Et pendant que la chenille s’en allait rampant et grommelant, Étoile sentit une idée germer dans son petit cerveau de brebis maligne…


Elle s’en alla trouver la vieille bergère en trottinant et lui exposa son plan.

La vieille dame admirative hochait la tête en écoutant Étoile et dès que la brebis eut cessé de parler, elle se mit au travail.

Tous les moutons se dépouillèrent de leur laine et la lui donnèrent.

La vieille bergère passa alors des journées entières à laver la laine, la teindre et à la tricoter pour obtenir…

...un pull-over vert pour chaque mouton du troupeau.
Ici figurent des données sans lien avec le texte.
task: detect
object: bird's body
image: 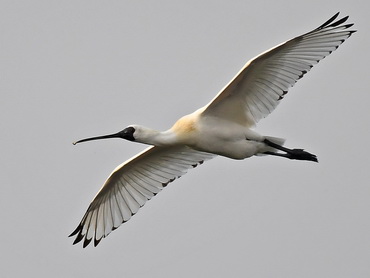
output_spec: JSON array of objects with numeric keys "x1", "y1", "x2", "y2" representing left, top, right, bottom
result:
[{"x1": 71, "y1": 13, "x2": 355, "y2": 247}]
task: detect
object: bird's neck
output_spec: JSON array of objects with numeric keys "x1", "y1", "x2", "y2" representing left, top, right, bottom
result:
[{"x1": 136, "y1": 128, "x2": 176, "y2": 146}]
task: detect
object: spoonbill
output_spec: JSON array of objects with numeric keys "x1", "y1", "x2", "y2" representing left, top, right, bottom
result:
[{"x1": 70, "y1": 12, "x2": 356, "y2": 248}]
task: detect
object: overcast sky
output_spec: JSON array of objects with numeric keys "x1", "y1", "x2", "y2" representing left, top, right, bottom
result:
[{"x1": 0, "y1": 0, "x2": 370, "y2": 278}]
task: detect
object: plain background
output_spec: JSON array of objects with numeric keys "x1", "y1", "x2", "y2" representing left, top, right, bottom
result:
[{"x1": 0, "y1": 0, "x2": 370, "y2": 278}]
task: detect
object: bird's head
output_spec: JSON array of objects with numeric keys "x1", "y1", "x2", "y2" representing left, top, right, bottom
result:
[{"x1": 73, "y1": 125, "x2": 140, "y2": 145}]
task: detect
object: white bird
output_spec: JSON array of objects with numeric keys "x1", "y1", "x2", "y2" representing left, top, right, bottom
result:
[{"x1": 70, "y1": 13, "x2": 356, "y2": 247}]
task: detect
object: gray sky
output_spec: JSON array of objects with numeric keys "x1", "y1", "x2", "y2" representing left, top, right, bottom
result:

Chaque animal revêtit son pull-over du même vert que le pâturage et se confondit ainsi avec le paysage.

Ils devinrent complètement invisibles aux yeux du loup à la vue basse et l’horrible bête erra des jours dans la montagne, la parcourant en tous sens à la recherche d’une proie : elle entendait le bêlement des moutons mais elle ne les voyait pas : comme s’ils s’étaient transformés en fantômes.

Le loup pensant devenir fou, s’enfuit loin de la montagne. On ne le revit jamais et les moutons purent de nouveau brouter en paix.